Samarone-O auditor, né?
Edinaldo- É, o auditor, o juiz. Aí então nos foi dito. Foi destinado uma área lá e a gente passou [Inaudível]... Quando a gente acho que já estava condenado pela Justiça Militar de um ano, a Aeronáutica ficou pressionando. Então vez por outra vinham buscar a gente no Esquadrão de Cavalaria e levava pra lá. E era tempo da denúncia que Maurílio fez [refere-se ao então deputado federal pernambucano Maurílio Ferreira Lima] sobre a Operação Para Sar, que a Aeronáutica estava pegando gente, [inaudível] ... botava num avião e jogava no mar. Então a gente passou por uma tensão muito grande por conta disso. Recebí um telefonema ou os caras chegavam no quartel, a gente telefonava para o advogado ou o auditor, para comunicar que estavam levando a gente, que era para evitar qualquer coisa deste tipo...
Samarone- E eles levavam lá pra..
Edinaldo- Eu vou baixar um pouquinho...[088]
Samarone- Não... está bom...
[intervalo]
Samarone- Sim, e aí...
Edinaldo- Bom, então nós tínhamos muita coisa. Depois veio a fuga do Zarattini. O Zarattini fugiu do Esquadrão de Cavalaria...
Samarone- Quando eu conversei com ele parece que ele falou inclusive que você estava próximo já de terminar sua pena, né? Sua...
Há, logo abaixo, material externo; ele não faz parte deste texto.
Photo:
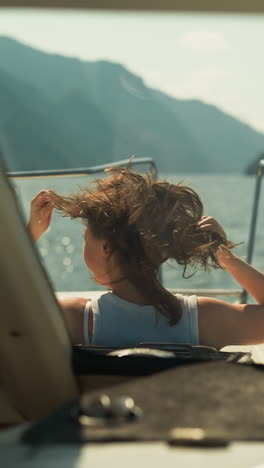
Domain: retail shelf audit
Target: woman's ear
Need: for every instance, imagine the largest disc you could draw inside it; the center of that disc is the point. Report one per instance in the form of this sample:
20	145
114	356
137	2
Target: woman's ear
107	250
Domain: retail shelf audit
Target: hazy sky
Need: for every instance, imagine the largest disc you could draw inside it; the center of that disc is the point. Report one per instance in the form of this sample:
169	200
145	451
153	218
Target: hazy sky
218	59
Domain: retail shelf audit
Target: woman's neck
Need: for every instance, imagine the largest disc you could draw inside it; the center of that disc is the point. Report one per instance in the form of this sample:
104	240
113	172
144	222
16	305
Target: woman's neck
127	291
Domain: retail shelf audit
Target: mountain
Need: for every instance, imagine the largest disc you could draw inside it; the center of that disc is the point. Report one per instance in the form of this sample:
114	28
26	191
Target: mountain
252	167
61	112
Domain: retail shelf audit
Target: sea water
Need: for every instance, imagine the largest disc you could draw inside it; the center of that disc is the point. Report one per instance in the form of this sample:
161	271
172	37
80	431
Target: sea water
228	198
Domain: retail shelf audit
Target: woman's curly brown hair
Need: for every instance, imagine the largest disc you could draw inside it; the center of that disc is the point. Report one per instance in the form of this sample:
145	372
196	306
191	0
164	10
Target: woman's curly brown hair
147	222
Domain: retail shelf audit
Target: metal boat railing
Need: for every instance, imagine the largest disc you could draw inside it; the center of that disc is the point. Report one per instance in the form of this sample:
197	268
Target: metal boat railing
253	223
85	170
237	294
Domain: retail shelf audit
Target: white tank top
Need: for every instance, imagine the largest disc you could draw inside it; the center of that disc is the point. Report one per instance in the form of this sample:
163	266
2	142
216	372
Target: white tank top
117	322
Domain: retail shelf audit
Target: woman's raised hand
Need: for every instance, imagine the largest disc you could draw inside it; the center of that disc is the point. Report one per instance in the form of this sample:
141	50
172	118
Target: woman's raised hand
41	209
209	224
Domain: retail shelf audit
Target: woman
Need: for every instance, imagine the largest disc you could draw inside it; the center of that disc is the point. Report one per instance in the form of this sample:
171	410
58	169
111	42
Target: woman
132	225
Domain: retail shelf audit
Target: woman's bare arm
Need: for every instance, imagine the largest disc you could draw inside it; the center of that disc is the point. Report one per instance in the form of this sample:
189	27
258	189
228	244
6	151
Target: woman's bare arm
247	276
221	324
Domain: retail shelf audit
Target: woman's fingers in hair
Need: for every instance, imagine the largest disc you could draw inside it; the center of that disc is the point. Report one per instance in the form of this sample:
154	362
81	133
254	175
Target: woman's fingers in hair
42	198
208	223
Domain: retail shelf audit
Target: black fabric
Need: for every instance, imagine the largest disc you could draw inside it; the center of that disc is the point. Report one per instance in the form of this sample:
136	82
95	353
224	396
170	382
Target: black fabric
95	361
215	396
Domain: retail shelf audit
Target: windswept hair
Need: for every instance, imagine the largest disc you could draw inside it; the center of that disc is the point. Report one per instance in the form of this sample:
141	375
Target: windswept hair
147	222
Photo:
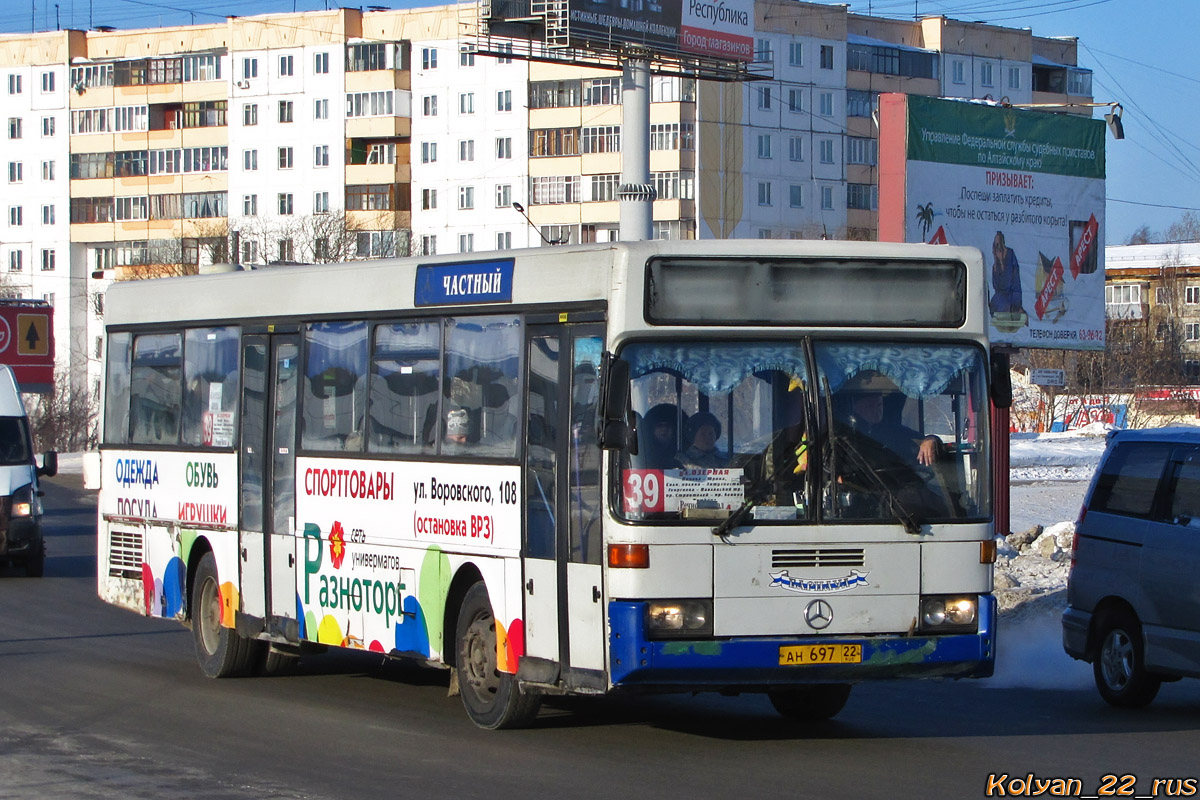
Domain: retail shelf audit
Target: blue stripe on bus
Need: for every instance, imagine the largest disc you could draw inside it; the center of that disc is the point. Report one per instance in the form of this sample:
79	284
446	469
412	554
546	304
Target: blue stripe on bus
754	661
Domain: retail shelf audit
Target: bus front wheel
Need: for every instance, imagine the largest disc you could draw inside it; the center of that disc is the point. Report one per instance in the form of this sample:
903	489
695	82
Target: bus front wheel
220	650
493	698
810	703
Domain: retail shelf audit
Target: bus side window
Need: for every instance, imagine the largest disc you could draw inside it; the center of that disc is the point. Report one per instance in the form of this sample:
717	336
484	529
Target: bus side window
210	386
335	386
480	388
117	389
156	389
405	370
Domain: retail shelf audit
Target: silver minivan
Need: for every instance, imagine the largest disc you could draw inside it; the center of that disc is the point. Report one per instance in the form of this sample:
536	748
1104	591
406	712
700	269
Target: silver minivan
21	497
1133	596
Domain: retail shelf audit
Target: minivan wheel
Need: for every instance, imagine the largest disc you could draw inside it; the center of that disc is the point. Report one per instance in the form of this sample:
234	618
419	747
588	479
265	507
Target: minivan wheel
1120	665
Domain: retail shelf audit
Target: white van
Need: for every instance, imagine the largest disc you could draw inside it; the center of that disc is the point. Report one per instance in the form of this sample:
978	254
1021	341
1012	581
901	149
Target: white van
21	504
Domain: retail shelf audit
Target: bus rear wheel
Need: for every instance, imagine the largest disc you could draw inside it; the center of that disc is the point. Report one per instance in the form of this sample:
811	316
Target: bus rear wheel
220	650
810	703
493	699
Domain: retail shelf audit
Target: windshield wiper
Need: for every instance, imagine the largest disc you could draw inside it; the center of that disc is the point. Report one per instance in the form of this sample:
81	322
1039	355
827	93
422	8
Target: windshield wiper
910	521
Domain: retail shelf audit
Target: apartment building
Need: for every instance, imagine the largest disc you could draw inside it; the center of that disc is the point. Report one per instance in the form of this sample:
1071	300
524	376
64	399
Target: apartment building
35	242
328	136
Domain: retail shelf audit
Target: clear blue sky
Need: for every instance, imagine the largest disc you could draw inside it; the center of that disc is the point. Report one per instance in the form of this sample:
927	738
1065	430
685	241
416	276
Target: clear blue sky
1143	54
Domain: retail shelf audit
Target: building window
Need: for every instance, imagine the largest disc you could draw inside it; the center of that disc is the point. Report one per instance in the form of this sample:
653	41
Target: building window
985	73
861	196
826	151
796	148
765	145
862	150
762	50
765	193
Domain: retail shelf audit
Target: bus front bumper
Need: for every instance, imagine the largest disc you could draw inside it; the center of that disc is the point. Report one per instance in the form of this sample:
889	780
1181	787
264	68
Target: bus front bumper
753	662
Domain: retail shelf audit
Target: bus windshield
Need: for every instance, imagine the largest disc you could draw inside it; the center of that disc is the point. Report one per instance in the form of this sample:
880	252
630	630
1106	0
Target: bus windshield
808	431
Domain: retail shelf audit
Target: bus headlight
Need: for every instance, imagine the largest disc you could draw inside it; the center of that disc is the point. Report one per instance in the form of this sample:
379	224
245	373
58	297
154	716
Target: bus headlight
25	501
945	613
678	619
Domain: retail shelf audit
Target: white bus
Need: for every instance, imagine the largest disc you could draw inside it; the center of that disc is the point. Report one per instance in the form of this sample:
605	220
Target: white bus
666	465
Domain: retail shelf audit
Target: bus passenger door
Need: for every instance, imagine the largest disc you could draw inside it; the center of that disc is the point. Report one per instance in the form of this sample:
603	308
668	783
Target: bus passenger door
564	618
268	481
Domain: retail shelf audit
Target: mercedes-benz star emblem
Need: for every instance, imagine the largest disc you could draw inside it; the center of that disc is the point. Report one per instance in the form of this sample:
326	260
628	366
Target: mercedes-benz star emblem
819	614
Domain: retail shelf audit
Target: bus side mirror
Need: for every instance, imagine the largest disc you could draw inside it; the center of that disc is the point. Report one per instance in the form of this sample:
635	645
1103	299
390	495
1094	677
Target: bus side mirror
49	467
617	426
1001	380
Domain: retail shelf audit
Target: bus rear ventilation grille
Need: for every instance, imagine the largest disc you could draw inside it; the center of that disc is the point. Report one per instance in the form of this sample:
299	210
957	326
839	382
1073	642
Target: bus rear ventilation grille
817	557
125	554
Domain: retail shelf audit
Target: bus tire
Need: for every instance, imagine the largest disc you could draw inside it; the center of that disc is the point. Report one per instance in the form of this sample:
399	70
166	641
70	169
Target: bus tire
35	563
493	699
1120	666
220	650
810	703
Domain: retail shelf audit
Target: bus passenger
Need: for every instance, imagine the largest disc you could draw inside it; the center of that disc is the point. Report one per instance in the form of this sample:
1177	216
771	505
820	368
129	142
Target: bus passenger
702	431
660	438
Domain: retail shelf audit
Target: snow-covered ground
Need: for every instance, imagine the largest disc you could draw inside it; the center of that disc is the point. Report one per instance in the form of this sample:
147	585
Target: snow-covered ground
1050	473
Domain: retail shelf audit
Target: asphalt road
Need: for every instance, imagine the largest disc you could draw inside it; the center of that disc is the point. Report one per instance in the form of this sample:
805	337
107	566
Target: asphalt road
96	702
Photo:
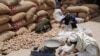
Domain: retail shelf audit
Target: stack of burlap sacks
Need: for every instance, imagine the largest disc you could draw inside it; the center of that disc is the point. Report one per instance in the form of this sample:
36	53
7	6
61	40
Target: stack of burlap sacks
85	11
18	16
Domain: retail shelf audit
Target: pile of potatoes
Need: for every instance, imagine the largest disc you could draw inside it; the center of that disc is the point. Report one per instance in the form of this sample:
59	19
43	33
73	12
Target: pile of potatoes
29	40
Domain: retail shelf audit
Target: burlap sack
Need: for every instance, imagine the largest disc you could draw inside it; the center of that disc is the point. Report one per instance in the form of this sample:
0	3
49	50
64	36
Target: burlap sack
42	13
5	27
78	9
4	19
30	13
51	3
1	46
24	6
84	16
92	11
22	31
92	6
65	5
44	6
4	9
31	20
18	17
31	27
10	3
50	12
6	35
19	24
74	14
38	2
69	1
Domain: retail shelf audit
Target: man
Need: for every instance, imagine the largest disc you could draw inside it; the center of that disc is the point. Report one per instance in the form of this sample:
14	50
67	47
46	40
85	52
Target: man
69	21
81	44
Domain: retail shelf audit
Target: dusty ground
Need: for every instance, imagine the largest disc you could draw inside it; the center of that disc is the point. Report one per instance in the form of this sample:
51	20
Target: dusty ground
93	24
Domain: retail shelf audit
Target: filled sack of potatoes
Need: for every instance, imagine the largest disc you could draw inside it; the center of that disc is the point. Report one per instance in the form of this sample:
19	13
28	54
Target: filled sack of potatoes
50	12
44	6
6	35
19	24
74	14
69	1
51	3
74	9
4	19
22	31
18	17
31	20
30	13
5	27
31	27
22	7
10	3
91	11
38	2
1	46
84	16
42	13
4	9
92	6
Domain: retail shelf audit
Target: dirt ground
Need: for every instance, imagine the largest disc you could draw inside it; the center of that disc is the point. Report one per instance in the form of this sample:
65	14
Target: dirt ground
93	24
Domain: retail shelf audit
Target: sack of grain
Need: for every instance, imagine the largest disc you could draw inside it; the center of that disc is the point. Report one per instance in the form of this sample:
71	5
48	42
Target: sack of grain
22	31
91	11
22	7
5	27
31	20
74	9
31	27
74	14
69	1
84	16
51	3
6	35
19	24
50	12
42	13
65	5
10	3
18	17
38	2
4	9
1	46
4	19
92	6
44	6
30	13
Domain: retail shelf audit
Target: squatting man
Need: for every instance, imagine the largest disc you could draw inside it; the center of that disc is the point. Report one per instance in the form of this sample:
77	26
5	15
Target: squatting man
77	43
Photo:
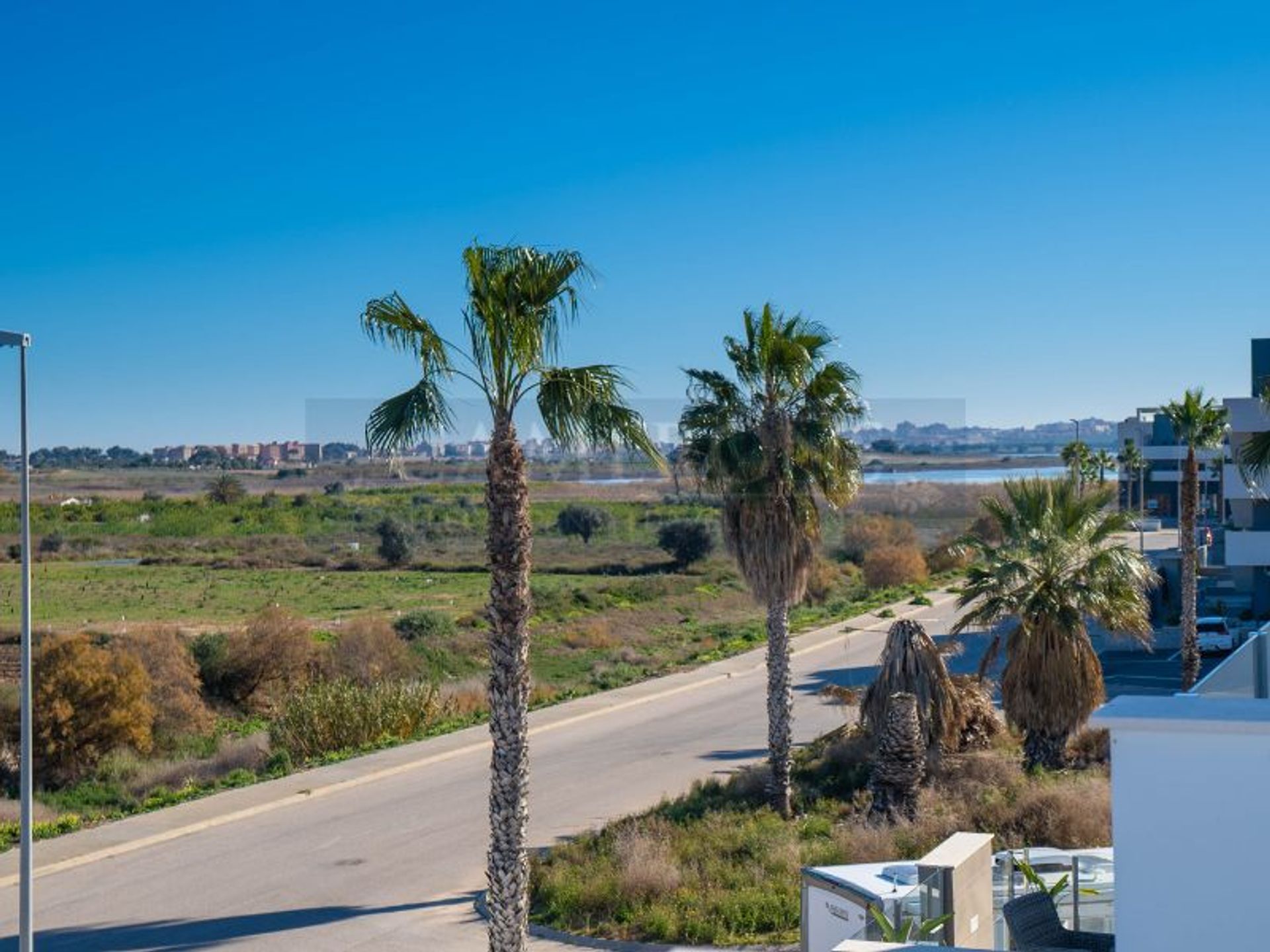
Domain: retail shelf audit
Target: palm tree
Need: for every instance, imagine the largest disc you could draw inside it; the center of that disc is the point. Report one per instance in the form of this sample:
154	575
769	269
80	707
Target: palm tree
519	300
1058	565
769	442
1104	461
1076	457
1198	423
1132	462
911	663
900	763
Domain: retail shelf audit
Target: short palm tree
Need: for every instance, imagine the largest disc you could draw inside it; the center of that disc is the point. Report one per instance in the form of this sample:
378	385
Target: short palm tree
1076	456
1104	461
911	663
1198	423
519	300
769	442
1060	565
1132	463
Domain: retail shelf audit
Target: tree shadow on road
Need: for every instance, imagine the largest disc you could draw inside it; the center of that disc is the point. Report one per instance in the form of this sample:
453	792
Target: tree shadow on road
182	935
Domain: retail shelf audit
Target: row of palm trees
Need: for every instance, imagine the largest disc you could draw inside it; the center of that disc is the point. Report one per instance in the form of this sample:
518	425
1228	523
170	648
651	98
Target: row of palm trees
766	437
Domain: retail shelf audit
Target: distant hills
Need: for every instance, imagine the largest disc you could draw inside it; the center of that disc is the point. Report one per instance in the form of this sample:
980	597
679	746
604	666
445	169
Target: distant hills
939	438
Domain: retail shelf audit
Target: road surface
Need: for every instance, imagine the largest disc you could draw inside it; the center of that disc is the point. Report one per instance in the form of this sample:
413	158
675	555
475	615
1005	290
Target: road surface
386	852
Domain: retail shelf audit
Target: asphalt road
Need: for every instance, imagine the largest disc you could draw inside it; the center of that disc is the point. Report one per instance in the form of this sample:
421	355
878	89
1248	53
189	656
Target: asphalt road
386	852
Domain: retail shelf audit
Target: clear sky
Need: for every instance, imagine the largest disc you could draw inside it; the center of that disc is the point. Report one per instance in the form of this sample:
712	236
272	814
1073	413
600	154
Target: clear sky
1043	210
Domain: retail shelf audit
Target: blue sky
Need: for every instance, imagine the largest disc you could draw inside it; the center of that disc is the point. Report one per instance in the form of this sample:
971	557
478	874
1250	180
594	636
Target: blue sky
1042	211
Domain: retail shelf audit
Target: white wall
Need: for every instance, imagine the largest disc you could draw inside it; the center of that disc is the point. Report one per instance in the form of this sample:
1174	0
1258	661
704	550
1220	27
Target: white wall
1191	825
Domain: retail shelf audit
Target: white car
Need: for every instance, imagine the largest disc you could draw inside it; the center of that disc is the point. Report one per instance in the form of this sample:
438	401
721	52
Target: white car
1214	635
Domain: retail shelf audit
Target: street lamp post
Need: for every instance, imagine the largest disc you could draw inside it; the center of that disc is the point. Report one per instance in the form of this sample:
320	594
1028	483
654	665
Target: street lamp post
26	783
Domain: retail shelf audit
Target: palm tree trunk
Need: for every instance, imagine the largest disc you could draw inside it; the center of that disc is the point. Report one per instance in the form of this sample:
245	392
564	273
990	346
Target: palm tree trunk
508	549
1044	749
780	706
1191	641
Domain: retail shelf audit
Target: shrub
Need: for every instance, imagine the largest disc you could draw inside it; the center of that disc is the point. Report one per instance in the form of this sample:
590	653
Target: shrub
686	541
331	716
396	546
225	491
368	651
88	701
867	532
582	521
948	557
987	528
894	565
425	625
825	579
175	690
1090	746
254	666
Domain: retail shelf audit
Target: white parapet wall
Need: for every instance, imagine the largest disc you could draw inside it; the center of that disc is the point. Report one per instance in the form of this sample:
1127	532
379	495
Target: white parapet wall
1189	782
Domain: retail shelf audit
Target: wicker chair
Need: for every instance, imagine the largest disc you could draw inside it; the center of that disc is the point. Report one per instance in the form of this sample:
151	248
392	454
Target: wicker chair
1034	924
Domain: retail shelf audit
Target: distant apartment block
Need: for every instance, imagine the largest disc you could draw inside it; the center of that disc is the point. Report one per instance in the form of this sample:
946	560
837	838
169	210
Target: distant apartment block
1160	483
262	454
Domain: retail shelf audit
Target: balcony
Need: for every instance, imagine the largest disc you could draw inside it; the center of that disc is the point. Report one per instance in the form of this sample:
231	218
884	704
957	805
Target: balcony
1245	547
1171	452
1246	415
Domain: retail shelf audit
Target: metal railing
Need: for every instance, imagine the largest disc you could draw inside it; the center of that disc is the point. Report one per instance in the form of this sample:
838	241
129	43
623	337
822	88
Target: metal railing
1245	674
Edinaldo- Não, na verdade, eu acho que hoje a gente pode dizer com tranquilidade, eu achava também que um pouco...o fato de eu ter sido preso com o Zarattini, que já estava sendo procurado, que tinha uma atividade política muito conhecida. Porque a minha atividade política não era conhecida pela Polícia e pelos órgãos de segurança, eles passaram todo o tempo formulando hipóteses que eu seria... eu fui preso com programas de três partidos diferentes, então eles achavam porque tinha inclusive documento do PCBR, que eu era do PCBR, mas não tinham certeza, porque...tá certo? E eu também disse que não pertencia a nenhum. Eu neguei que pertencesse a qualquer partido, e que aqueles programas me mandavam pelos correios e coisas deste tipo.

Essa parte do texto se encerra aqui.